Re: jail() House Rock
From: Nomad (email@example.com)
- Next message: Derek Ragona: "4.6.2 sendmail anomaly"
- Previous message: Lupe Christoph: "Re: asmtp 587 - quickie faq submission"
- In reply to: firstname.lastname@example.org: "Re: jail() House Rock"
- Messages sorted by: [ date ] [ thread ] [ subject ] [ author ] [ attachment ]
Date: Tue, 10 Sep 2002 16:25:42 +0200 From: Nomad <email@example.com> To: firstname.lastname@example.org
So, you are wrong and I have to correct you.
To read a file in way you described user has to have x permission to all subdirectories and x permission to executable file.

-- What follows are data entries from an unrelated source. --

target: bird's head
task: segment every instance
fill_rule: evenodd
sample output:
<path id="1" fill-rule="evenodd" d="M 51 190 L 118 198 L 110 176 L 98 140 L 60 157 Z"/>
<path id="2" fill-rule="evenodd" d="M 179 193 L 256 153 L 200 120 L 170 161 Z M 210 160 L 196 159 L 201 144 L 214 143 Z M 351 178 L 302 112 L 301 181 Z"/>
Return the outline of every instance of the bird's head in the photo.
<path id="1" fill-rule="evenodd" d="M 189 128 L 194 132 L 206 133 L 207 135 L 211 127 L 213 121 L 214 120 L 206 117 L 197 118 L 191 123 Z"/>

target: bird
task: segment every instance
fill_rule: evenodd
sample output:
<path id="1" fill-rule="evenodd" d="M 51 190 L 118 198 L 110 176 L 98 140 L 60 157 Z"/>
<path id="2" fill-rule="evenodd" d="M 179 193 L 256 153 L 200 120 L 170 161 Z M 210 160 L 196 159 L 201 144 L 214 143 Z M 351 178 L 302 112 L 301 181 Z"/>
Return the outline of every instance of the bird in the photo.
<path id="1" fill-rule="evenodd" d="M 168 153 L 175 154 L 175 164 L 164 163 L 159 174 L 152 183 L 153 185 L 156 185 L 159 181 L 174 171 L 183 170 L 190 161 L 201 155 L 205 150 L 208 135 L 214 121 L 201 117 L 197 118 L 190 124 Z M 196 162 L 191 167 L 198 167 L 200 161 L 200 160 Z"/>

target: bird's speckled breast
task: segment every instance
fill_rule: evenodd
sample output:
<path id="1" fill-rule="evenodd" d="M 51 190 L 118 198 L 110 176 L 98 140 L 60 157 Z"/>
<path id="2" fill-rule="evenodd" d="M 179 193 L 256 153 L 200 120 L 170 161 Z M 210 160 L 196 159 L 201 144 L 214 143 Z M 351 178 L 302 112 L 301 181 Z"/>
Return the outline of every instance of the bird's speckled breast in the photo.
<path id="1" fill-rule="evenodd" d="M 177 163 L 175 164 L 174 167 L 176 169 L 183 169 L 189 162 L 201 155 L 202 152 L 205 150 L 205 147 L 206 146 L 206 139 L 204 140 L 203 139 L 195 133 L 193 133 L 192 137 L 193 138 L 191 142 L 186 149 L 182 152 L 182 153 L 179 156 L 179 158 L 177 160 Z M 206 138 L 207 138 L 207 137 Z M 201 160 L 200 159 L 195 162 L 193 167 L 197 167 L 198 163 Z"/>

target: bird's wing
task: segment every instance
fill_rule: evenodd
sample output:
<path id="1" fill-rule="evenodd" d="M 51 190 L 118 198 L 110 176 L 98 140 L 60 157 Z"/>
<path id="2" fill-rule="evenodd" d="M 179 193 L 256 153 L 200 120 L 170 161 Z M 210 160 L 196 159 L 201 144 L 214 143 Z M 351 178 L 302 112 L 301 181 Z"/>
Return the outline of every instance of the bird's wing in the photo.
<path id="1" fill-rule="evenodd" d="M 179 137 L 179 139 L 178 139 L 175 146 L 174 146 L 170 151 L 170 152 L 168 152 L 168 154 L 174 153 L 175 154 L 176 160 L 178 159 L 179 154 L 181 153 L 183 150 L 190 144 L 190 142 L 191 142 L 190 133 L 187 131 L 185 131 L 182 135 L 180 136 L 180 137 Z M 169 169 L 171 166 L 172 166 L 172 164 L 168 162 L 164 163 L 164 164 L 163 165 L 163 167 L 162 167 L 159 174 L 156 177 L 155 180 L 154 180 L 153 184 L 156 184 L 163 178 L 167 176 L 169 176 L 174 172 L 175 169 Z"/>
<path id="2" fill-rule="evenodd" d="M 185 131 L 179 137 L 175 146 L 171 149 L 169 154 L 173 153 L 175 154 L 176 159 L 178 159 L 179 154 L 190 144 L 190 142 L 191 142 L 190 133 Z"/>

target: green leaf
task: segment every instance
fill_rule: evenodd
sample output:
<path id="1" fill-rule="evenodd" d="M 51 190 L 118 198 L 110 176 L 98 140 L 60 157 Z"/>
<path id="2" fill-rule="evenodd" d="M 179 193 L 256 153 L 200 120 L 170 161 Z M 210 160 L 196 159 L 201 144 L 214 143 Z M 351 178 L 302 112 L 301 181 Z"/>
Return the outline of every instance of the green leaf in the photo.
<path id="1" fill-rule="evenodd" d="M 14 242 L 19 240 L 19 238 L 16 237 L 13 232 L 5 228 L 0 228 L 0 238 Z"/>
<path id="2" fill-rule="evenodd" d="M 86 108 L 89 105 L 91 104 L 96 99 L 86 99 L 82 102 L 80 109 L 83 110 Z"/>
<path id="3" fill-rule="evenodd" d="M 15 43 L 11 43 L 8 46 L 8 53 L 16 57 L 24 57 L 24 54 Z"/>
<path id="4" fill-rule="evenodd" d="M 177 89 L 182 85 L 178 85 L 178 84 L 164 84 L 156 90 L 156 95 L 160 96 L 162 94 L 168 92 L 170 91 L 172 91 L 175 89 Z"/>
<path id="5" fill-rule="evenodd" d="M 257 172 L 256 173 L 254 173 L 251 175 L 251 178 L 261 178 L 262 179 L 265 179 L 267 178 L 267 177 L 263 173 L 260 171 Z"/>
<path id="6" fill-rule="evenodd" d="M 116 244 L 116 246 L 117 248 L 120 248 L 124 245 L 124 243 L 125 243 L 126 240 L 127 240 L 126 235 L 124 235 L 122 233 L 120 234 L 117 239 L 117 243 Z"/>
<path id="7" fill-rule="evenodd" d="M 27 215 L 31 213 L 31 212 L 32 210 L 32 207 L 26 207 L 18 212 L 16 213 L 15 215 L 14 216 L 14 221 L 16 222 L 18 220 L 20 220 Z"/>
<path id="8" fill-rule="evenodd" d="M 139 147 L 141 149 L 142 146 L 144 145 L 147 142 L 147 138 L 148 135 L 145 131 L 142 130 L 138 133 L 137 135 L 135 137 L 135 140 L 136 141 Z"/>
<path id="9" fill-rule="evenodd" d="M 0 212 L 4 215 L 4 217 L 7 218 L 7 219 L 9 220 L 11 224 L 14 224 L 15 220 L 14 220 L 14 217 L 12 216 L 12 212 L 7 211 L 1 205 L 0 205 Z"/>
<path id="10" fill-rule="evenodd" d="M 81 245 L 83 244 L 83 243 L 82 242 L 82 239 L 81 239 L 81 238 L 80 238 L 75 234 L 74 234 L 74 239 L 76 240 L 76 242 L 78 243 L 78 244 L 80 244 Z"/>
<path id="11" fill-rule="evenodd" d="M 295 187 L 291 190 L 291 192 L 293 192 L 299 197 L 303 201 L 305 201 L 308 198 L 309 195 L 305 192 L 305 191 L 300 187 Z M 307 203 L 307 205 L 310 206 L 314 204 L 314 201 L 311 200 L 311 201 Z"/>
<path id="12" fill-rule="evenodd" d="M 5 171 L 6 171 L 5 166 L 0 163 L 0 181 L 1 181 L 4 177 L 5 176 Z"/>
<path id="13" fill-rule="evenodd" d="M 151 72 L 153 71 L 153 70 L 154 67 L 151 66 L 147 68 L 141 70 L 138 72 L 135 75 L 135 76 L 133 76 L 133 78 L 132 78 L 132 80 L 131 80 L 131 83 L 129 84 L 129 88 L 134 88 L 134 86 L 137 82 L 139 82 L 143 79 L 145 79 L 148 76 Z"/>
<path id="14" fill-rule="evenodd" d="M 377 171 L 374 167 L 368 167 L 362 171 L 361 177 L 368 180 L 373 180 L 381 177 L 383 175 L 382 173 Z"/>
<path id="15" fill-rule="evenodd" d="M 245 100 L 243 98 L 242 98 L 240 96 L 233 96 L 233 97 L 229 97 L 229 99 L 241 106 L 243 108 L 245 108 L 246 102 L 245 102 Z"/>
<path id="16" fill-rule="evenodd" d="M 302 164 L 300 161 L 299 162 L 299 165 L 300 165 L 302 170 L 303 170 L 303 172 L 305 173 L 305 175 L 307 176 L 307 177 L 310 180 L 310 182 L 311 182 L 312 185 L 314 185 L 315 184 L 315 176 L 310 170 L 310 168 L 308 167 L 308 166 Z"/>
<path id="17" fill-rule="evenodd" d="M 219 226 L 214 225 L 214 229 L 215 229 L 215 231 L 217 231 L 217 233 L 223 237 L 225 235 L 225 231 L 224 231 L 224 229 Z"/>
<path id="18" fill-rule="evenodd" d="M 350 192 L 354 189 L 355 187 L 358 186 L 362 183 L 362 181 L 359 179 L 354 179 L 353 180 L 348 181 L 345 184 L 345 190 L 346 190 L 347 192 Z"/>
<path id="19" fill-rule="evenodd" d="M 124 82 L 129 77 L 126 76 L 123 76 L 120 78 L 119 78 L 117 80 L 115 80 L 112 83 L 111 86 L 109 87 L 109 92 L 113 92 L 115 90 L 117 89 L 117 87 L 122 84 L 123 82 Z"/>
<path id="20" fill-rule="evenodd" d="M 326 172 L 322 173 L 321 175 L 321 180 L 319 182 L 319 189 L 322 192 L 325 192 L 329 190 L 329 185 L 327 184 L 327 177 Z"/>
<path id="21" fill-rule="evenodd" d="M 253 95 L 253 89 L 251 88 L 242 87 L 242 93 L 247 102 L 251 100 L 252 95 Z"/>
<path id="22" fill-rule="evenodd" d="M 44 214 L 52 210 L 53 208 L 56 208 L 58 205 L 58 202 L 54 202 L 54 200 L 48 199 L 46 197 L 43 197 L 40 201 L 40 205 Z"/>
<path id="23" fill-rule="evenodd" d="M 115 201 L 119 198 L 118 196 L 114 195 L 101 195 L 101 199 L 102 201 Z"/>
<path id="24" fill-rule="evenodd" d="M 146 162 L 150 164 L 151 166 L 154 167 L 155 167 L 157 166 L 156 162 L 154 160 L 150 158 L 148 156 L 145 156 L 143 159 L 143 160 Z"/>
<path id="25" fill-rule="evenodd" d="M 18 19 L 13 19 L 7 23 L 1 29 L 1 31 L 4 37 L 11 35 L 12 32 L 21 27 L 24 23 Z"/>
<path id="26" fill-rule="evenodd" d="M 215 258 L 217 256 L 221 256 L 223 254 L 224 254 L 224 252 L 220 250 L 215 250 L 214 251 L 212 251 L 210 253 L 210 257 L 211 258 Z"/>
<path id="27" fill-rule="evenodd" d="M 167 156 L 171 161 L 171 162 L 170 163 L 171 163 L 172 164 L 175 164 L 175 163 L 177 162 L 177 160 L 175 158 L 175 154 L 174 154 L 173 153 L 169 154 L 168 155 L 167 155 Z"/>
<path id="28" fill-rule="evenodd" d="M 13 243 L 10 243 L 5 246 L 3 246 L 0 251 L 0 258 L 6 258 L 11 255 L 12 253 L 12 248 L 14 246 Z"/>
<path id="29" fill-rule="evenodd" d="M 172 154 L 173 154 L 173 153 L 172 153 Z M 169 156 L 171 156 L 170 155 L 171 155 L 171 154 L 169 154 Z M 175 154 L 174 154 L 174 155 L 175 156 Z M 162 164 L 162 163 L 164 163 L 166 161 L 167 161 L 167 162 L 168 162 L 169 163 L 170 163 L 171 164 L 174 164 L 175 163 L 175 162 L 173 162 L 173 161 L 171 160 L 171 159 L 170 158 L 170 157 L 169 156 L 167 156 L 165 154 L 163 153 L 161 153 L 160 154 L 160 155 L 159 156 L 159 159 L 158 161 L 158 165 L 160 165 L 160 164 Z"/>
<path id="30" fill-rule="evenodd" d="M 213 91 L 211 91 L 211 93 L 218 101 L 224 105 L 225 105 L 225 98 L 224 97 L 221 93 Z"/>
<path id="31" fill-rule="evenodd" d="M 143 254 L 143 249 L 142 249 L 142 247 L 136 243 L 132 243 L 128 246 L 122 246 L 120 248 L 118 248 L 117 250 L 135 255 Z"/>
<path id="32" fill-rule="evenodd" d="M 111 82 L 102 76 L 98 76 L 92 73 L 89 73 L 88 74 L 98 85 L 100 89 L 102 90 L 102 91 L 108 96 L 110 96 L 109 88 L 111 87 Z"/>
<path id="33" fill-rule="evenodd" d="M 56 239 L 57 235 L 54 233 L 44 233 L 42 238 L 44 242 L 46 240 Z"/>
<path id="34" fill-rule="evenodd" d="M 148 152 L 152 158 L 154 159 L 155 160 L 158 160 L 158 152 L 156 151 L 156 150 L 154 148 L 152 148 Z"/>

We assume, that you have x permission to executable, but for root directory of jail you don't.
On Mon, Sep 09, 2002 at 08:49:34AM -0600, email@example.com wrote:
> > A reasonable solution is to block access to the jailed filesystems
> > from non-jailed accounts. Just do the following:
> > install -m u=rwx,go= -d /usr/fence
> > install -d /usr/fence/jail
> > Then use the fenced off directory as your jail root. We are
> > successfully running desktops with multiple developer jails in this sort of
> > configuration and things work great. This exclued anyone but root from
> > using suid binaries from a jail, and well, root's already root.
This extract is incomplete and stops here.